Having the unique advantage of knowing all the aspects of Shinedown’s shows, I would imagine that there’s not much you don’t catch.  But is there a specific shot that you did miss that you really wish you had back?

Yes, that would be.  There’s a shot at Welcome to Rockville that I talked with Brent about.  They were going to have a big fireworks display at the end of their set. And I was at the very back in front of house getting ready for that shot. And a security guard decided that he didn’t see my photo, or my all access pass. And he comes up and he’s talking to me and I’m like, Look, man, I really got to get this shot.  I work for the band. Please stop talking to me. And I don’t know what it was.

But he just had it out for me that he hasn’t seen me there. And he needs to confirm this and kept standing in front of my lines. I ended up getting the trail end of some fireworks coming down. But that was one of those ones I still remember. And it’s funny. I would have never thought of that unless you asked me that question. But yeah, and at the end I was pissed, man. I was like, seriously, this bullshit. This wasn’t just like a little Pyro like it was a full display for about 10 seconds.
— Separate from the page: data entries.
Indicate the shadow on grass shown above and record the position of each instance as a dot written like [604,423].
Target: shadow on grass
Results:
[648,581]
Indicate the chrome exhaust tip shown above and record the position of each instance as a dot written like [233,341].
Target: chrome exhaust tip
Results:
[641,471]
Were you planning on a higher shutter? Are you going to go with a longer exposure?

I was actually shooting that very fast, because my plan for that was to do it almost as stop motion. And I was gonna shoot it probably a 1,000th of a second.  I was trying to take a bunch of wide angle shots, because I’ll do that a lot too. Or I’ll take 500 shots of something and move my camera around and then Batuman and then make a stop motion video out of it.  So stuff like fireworks and it looks really unique and cool. And that whole thing got ruined.  That’s funny. Again, I never would have thought of that. I’m upset with that guy all over again.

I hate when that kind of shit happens. It’s like it could have been any other song at any other moment.  And I was really stoked to get this one shot and try it out and it didn’t happen.  But with knowing Brent Smith and David I have a feeling that wasn’t my one and only chance with fireworks because I know they all love fire a lot.  They work with Reed a lot and I’m sure there’s going to be a ton more fireworks in the future so I forget that guy.

How far in advance do you get word of when the next tour starts?

Pretty far in advance. This year has been a little different, just with kind of getting back into it after everything.  Like stuff that we had planned last year that we’re all aware of got pushed back, and then it got pushed again, and then it got canceled. It’s like, kind of getting back into it. But I actually talk with Brent often throughout the week. And he’s really awesome about keeping me updated, because he always wants your family to know.

You can tell Reese who’s my wife, he can let her know like “Hey, these are the dates”. So I mean, we know pretty far in advance. This this year has been a little different just because trying to get everything figured out. But then we get, we get four crew emails from our guy, Charlie, who’s our production manager, and that will have all the dates and days off in the whole tour schedule.

Sanjay thank you so much for your time.  It’s been a pleasure to sit down and talk with you and I hope to catch up with you at Earthday Birthday in Orlando.

Awesome. Thank you so much. If you have any other questions or anything and just reach out. I truly would love to meet you. It’d be really cool.  Hopefully man, I can see you in Florida.